Wir sind uns zunächst als Menschen fremd. In größeren Gruppen spricht oftmals jeder eine eigene, andere Sprache. Musik hilft zur Überbrückung der anfänglichen Sprachlosigkeit im Sinne von einer Art fehlendem Übersetzungsprogramm. Feste, verlässliche Rituale – wie unser internationales Begrüßungslied und unsere Vorstellungsrunden – stecken einen sicheren Rahmen ab. Mit Musik gelingt es leichter unsere Bewegungen miteinander zu koordinieren, Sprache dient dann eher als Hintergrundfolie z.B. wenn wir unser links-rechts Lied hören und uns dazu bewegen. Der Rhythmus ist universal erlebbar, gegenseitiges Beobachten, Vormachen, Nachahmen fällt mit Musik leicht.

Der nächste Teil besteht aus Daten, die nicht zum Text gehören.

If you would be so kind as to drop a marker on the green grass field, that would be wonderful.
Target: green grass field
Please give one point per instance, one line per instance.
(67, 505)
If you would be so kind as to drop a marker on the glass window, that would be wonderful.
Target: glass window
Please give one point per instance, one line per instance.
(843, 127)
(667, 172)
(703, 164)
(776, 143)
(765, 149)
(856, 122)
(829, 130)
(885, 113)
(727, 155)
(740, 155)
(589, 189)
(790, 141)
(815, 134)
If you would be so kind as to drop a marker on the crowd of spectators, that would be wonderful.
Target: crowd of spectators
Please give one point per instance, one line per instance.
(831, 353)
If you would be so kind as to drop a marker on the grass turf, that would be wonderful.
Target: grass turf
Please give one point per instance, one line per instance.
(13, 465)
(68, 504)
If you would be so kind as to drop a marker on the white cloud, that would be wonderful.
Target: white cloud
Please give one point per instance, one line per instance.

Jedes Kind erhält einen Platz in unserer Runde sowie Mitspracherecht und Anteilnahme. Wertschätzung, aber auch Emotionen wie Anspannung, Angst, Unsicherheit, Unbehagen, welche durch Unvertrautes ausgelöst werden können, erhalten hier ihren Raum. Denn sich mit dem Fremden auseinanderzusetzen heißt, das Risiko eingehen, eigene Denk- und Verhaltensweisen, seine Interessen zu hinterfragen. Bezogen auf die neue Sprache bedeutet es, sich in eine unbekannte, anfangs unverständliche Sprachmelodie einzuhören. Unbefangen mit den fremden Lauten umzugehen, Wortgrenzen zu erkennen, Buchstaben kennenzulernen und einen Wortschatz aufzubauen. Eine neue Sprache wird leichter gelernt, wenn zuvor bereits eine Muttersprache gelernt und gefestigt ist. Was das Sprachlernen betrifft arbeiten wir integriert: Wir kombinieren Musik, motorische Übungen, trainieren die Sprachmelodie, führen Buchstaben und einen neuen Wortschatz ein und legen grammatische Strukturen an. Zunächst entsteht ein sich herantastender Suchprozess. Einzelne Worte oder Sätze werden als Erstes erlernt. (Chunks wie: „Darf ich auf die Toilette gehen?“ oder „das Heft, der Stift“ etc.) Rituale geben Halt und eröffnen zugleich Sprechanlässe. Voller Herzlichkeit präsent sein und Freiräume gönnen können, erscheint mir wichtig zu sein. Das erfordert eine gegenseitige Anstrengung im Bemühen aufeinander zuzugehen und Kommuni-kationskompetenz (in beide Richtungen) zu erlangen und Orientierungswissen zu erwerben. Allerdings gibt es keine Gelingensgarantie. Wir können aber Anerkennung vermitteln.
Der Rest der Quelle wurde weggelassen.